The mere enumeration of the various results of Mr. Roberts's inventive skill during the period of his settlement at Manchester as a mechanical engineer, would occupy more space than we can well spare. But we may briefly mention a few of the more important. In 1816, while carrying on business on his own account in Deansgate, he invented his improved sector for correctly sizing wheels in blank previously to their being cut, which is still extensively used. In the same year he invented his improved screw-lathe; and in the following year, at the request of the boroughreeve and constables of Manchester, he contrived an oscillating and rotating wet gas meter of a new kind, which enabled them to sell gas by measure.
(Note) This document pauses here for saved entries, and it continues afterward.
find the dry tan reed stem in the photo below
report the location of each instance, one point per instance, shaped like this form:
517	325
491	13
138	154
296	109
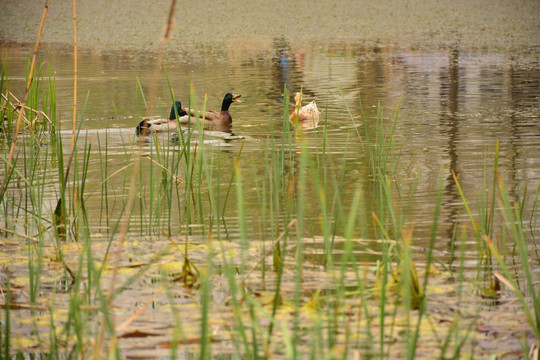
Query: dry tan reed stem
28	84
74	124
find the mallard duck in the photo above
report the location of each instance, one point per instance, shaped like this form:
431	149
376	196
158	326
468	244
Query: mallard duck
148	126
308	113
218	118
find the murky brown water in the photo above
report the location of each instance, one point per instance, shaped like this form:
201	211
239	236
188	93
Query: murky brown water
462	89
455	106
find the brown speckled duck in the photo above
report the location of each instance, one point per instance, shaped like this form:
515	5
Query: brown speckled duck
307	113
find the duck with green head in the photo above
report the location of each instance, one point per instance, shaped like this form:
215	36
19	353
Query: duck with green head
211	118
148	126
218	118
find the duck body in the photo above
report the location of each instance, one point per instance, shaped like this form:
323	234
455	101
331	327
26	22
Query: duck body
148	126
214	117
307	113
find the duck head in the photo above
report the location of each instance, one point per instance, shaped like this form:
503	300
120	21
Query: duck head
228	100
179	110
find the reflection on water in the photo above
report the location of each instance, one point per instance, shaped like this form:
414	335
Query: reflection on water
455	105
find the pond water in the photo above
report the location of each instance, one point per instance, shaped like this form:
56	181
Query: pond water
455	105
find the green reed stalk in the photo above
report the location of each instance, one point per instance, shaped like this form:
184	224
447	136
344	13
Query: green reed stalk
413	344
30	78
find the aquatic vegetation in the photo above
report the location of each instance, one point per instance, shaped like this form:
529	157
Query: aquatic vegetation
162	256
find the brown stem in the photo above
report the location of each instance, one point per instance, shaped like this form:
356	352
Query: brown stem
28	84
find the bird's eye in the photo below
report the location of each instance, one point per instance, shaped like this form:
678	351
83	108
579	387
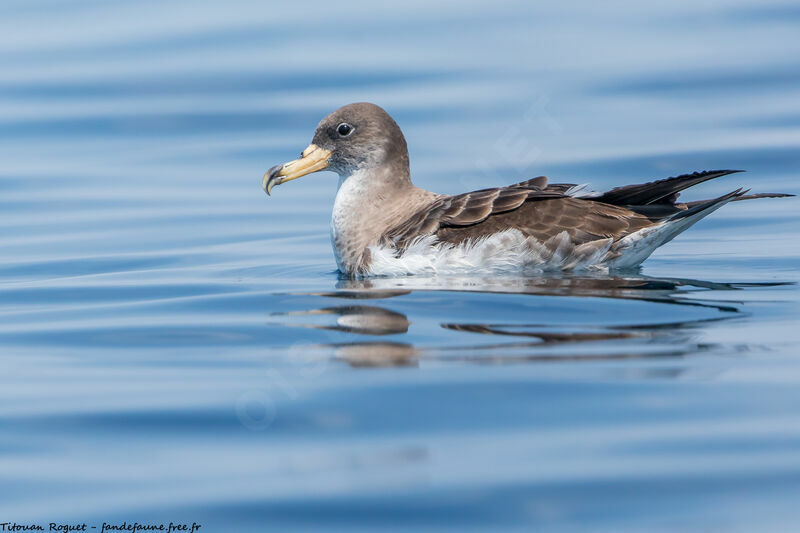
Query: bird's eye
344	129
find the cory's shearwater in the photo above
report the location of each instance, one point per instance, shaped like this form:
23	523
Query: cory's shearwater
384	225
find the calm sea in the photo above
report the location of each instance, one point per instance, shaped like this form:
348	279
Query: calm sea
176	346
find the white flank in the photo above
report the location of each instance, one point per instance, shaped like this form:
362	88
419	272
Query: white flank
505	252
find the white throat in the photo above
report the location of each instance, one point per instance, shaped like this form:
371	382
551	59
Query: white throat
349	209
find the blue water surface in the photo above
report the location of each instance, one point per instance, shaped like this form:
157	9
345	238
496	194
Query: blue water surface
176	346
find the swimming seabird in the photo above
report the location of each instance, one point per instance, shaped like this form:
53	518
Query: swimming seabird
383	224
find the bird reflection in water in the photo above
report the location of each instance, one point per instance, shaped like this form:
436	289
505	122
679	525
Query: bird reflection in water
532	342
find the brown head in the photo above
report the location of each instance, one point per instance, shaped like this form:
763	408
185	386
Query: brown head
356	137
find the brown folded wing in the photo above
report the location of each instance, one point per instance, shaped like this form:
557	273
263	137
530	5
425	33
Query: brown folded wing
531	207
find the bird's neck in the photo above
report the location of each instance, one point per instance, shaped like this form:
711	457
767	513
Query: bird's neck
368	203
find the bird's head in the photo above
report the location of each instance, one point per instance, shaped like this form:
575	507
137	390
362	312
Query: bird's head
356	137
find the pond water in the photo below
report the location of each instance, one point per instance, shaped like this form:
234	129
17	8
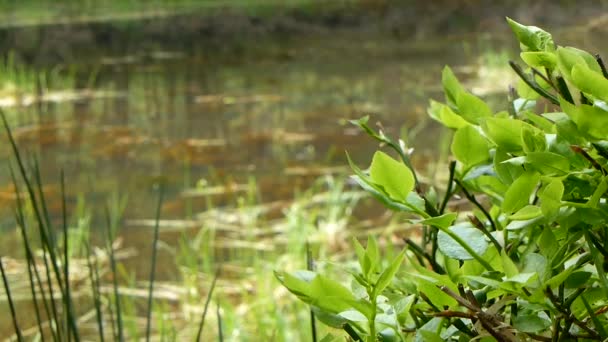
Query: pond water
252	123
123	123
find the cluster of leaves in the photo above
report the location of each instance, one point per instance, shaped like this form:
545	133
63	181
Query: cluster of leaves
527	260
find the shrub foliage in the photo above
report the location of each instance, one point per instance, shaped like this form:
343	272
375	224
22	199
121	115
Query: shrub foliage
527	259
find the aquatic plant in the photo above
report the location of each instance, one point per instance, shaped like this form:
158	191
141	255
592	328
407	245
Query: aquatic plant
526	259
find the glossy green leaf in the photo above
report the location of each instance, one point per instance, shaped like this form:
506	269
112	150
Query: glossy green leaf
451	86
591	120
445	115
526	213
507	173
532	38
508	265
435	295
548	243
599	192
430	331
530	323
568	57
551	197
540	59
353	316
506	133
387	275
577	279
472	108
548	163
590	82
393	176
470	147
364	261
472	236
372	251
533	139
442	221
518	195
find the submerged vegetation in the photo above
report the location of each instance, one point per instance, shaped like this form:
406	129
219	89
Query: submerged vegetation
525	260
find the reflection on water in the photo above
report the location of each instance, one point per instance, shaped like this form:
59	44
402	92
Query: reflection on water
278	117
252	129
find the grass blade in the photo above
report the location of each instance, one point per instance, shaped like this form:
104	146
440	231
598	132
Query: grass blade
19	217
220	331
310	267
10	302
94	278
71	320
153	267
119	325
207	301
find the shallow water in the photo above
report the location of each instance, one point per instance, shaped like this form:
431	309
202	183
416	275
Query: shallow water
186	119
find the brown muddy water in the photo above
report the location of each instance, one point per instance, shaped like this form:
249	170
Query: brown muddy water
123	123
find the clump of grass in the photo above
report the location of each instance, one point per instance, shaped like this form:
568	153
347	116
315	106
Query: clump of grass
53	287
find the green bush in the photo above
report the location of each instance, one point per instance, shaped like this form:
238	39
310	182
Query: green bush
527	261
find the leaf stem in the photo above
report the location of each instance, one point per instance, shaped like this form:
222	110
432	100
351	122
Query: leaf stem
532	83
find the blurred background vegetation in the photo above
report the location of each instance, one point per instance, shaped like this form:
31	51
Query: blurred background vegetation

This was the first meter in which a water lute was applied to prevent the escape of gas by the index shaft, the want of which, as well as its great complexity, had prevented the only other gas meter then in existence from working satisfactorily. The water lute was immediately adopted by the patentee of that meter. The planing machine, though claimed, as we have seen, by many inventors, was constructed by Mr. Roberts after an original plan of his own in 1817, and became the tool most generally employed in mechanical workshops—acting by means of a chain and rack—though it has since been superseded to some extent by the planing machine of Whitworth, which works both ways upon an endless screw. Improvements followed in the slide-lathe (giving a large range of speed with increased diameters for the same size of headstocks, &c.), in the wheel-cutting engine, in the scale-beam (by which, with a load of 2 oz. on each end, the fifteen-hundredth part of a grain could be indicated), in the broaching-machine, the slotting-machine, and other engines.